The New York Times on Wednesday reported that at least 106 children have been sent to shelters in New York. Gov. Andrew M. Cuomo's office confirmed the number with six of the nine shelters that contract with the federal government to take unaccompanied minors. Cuomo on Tuesday said that New York State would sue to overturn the Trump administration’s immigration policy.
But on Wednesday, Trump announced he would sign an executive order ending the policy but immigrant advocates don’t expect the move will have an immediate impact on parents and children who already are being detained.
Since the beginning of Trump’s presidency, Vive’s clients have felt the impact. Early last year, the shelter was overwhelmed with people hoping to be granted asylum in Canada. During its three decades, Vive has provided shelter and advocacy to people from around the world seeking shelter in both the United States and Canada. By March 2017, the shelter had run out of space and local families and churches were allowing asylum-seekers to stay with them until Canadian immigration authorities could hear their cases.

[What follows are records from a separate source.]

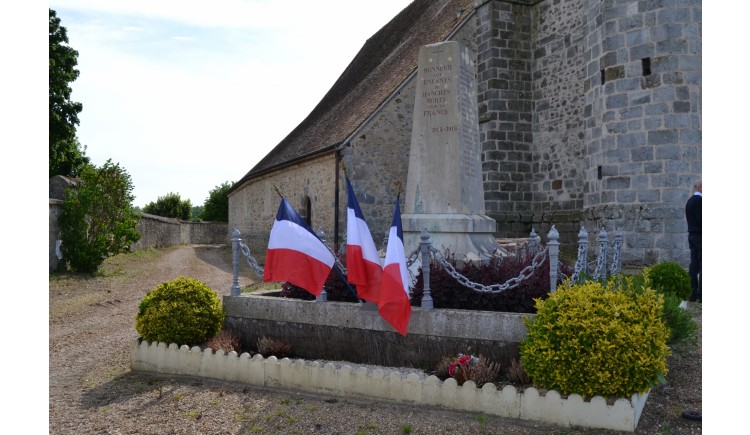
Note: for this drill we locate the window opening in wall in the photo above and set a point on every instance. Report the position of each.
(646, 66)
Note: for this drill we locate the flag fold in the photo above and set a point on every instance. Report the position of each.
(295, 254)
(363, 267)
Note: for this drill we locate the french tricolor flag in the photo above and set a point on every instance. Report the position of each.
(362, 260)
(394, 305)
(295, 254)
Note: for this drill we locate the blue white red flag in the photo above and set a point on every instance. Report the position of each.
(394, 305)
(362, 260)
(295, 254)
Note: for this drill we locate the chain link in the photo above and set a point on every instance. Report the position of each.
(250, 259)
(529, 270)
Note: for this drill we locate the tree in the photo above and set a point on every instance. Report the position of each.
(196, 214)
(66, 156)
(216, 206)
(170, 205)
(98, 219)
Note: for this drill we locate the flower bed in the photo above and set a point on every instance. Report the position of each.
(391, 385)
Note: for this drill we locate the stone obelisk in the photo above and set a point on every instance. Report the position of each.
(444, 192)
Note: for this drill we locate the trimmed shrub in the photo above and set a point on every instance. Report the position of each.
(597, 339)
(669, 277)
(683, 331)
(225, 340)
(181, 311)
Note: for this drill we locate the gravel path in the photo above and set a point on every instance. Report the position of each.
(93, 391)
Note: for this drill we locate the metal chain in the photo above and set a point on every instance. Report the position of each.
(250, 259)
(537, 261)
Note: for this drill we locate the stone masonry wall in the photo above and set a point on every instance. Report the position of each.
(378, 156)
(253, 207)
(155, 231)
(643, 121)
(504, 73)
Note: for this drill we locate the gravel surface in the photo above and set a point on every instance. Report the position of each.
(93, 391)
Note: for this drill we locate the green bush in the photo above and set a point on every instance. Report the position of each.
(597, 339)
(98, 220)
(669, 277)
(181, 311)
(683, 331)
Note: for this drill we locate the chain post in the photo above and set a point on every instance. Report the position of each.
(553, 245)
(603, 247)
(235, 262)
(425, 246)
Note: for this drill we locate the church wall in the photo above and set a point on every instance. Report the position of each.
(643, 122)
(253, 207)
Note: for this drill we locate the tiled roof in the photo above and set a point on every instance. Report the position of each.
(380, 67)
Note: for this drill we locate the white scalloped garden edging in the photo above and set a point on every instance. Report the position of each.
(311, 377)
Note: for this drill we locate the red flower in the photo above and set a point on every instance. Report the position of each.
(464, 360)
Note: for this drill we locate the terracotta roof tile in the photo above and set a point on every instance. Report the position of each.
(384, 62)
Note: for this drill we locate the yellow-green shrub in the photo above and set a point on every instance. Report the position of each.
(669, 277)
(597, 339)
(181, 311)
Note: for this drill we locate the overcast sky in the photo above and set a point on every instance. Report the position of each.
(186, 95)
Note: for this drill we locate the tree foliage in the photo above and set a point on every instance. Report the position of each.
(98, 219)
(66, 156)
(216, 206)
(170, 205)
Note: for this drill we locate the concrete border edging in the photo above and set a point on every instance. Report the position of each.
(311, 377)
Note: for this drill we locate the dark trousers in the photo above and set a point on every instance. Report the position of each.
(694, 241)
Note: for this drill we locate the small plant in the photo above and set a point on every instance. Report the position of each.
(682, 328)
(467, 367)
(225, 340)
(271, 346)
(181, 311)
(669, 278)
(597, 339)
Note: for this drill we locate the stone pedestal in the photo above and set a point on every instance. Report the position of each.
(444, 192)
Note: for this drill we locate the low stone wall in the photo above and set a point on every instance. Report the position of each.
(155, 231)
(55, 210)
(352, 332)
(391, 385)
(158, 232)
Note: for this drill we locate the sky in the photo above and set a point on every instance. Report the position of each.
(159, 77)
(186, 97)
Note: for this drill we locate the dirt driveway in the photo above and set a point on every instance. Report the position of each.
(91, 388)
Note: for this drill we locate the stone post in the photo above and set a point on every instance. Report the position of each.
(444, 190)
(235, 262)
(424, 247)
(602, 260)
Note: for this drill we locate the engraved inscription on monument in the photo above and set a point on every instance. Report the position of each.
(444, 192)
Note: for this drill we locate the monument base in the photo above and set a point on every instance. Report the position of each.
(466, 237)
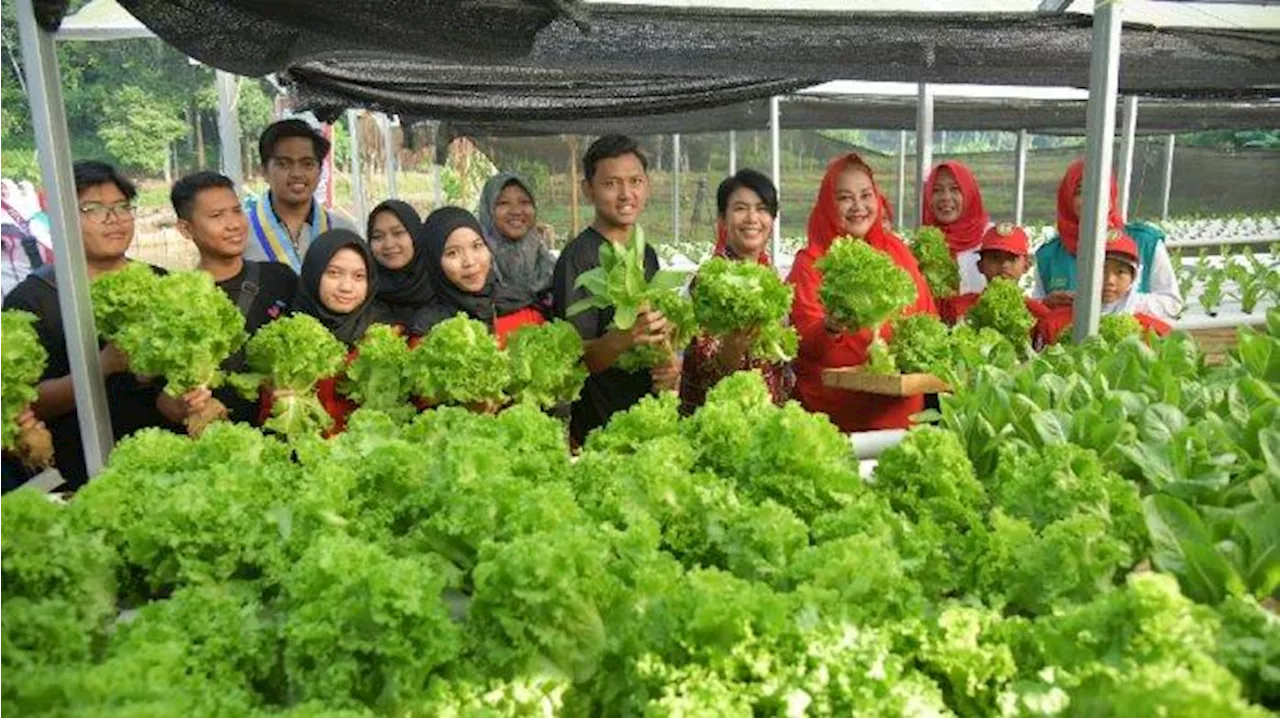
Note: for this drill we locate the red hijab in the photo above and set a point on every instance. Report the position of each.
(824, 220)
(886, 209)
(965, 232)
(1069, 222)
(723, 251)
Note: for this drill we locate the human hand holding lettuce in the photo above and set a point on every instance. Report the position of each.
(650, 323)
(288, 357)
(863, 288)
(745, 305)
(22, 362)
(179, 327)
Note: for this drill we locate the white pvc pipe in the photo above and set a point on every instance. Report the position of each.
(675, 187)
(871, 444)
(1127, 147)
(732, 152)
(1101, 127)
(71, 268)
(776, 147)
(1020, 178)
(389, 155)
(357, 173)
(901, 179)
(1220, 321)
(923, 147)
(228, 126)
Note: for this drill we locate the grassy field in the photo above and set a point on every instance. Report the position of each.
(1208, 184)
(155, 233)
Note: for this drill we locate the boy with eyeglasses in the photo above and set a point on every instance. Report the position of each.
(106, 229)
(284, 219)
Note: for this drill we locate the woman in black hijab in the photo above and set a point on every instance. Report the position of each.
(465, 279)
(338, 284)
(337, 287)
(403, 275)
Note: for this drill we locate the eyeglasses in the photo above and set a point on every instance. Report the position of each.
(287, 164)
(100, 213)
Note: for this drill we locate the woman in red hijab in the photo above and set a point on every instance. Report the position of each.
(954, 205)
(848, 205)
(1157, 291)
(748, 205)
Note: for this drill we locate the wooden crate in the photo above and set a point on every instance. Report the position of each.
(856, 379)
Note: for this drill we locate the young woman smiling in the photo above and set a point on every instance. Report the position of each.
(748, 205)
(848, 205)
(465, 279)
(337, 287)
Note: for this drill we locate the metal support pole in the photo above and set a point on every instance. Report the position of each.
(675, 187)
(923, 147)
(1169, 178)
(1020, 178)
(53, 143)
(228, 126)
(389, 155)
(437, 188)
(732, 152)
(357, 174)
(1101, 127)
(1127, 146)
(901, 179)
(776, 149)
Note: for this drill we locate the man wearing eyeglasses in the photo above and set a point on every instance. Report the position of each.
(286, 218)
(106, 229)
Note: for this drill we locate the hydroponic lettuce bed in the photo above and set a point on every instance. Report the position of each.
(728, 563)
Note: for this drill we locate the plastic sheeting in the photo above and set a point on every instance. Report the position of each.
(805, 111)
(382, 53)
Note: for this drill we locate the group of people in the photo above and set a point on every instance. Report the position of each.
(283, 252)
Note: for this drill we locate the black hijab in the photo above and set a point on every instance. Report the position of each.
(406, 289)
(346, 327)
(490, 302)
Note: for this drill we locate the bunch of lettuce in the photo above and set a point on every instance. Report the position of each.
(972, 350)
(937, 265)
(22, 364)
(684, 327)
(362, 626)
(1119, 327)
(1004, 309)
(182, 511)
(863, 287)
(378, 376)
(122, 296)
(545, 364)
(920, 343)
(458, 362)
(620, 283)
(292, 355)
(745, 297)
(56, 589)
(184, 333)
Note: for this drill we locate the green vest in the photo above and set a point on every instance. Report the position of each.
(1056, 266)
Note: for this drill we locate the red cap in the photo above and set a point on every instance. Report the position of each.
(1120, 246)
(1006, 237)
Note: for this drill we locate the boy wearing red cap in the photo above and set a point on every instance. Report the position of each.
(1004, 252)
(1119, 274)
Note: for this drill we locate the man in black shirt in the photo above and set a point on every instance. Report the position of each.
(106, 229)
(213, 218)
(616, 179)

This year, the number of asylum-seekers has slowed, Mongo said.
Right now, they have more than 80 residents at the shelter. Most are long-term residents who are hoping the United States will grant them asylum. About 500,000 asylum are cases pending in the U.S., Mongo said.
It’s a lengthy process that can take three years. But the shift in recent immigration policies has seemed to speed up the process, Walker noted. Some people are having their cases heard as early as three months after applying.
The change in pace has been tricky for immigrant advocates who had previously began the asylum process before gathering all the necessary documentation, believing the case wouldn’t be heard for years. Now, they must get all their documentation together first before trying – or risk their clients being rejected.
Asylum-seekers often lose their documents while fleeing. “People who are on this journey are so vulnerable,” Mongo said. “They get robbed and get all their ID taken. It’s just bound to happen. Even if they started out with money, they are certainly not going to have it in the end.”
The Vive staff are working with the Congolese woman to reconnect with her family. They are in contact with the shelter where her daughter is being kept. In the meantime they are working with Office of Refugee Resettlement, part of the U.S. Department of Homeland Security, to confirm that the girl is really the mom’s daughter.
In the meantime, the mother will stay at Vive. She’ll be offered English classes and given some chores, just like other residents at Vive.
“And we’ll just keep working on her case,” Walker said.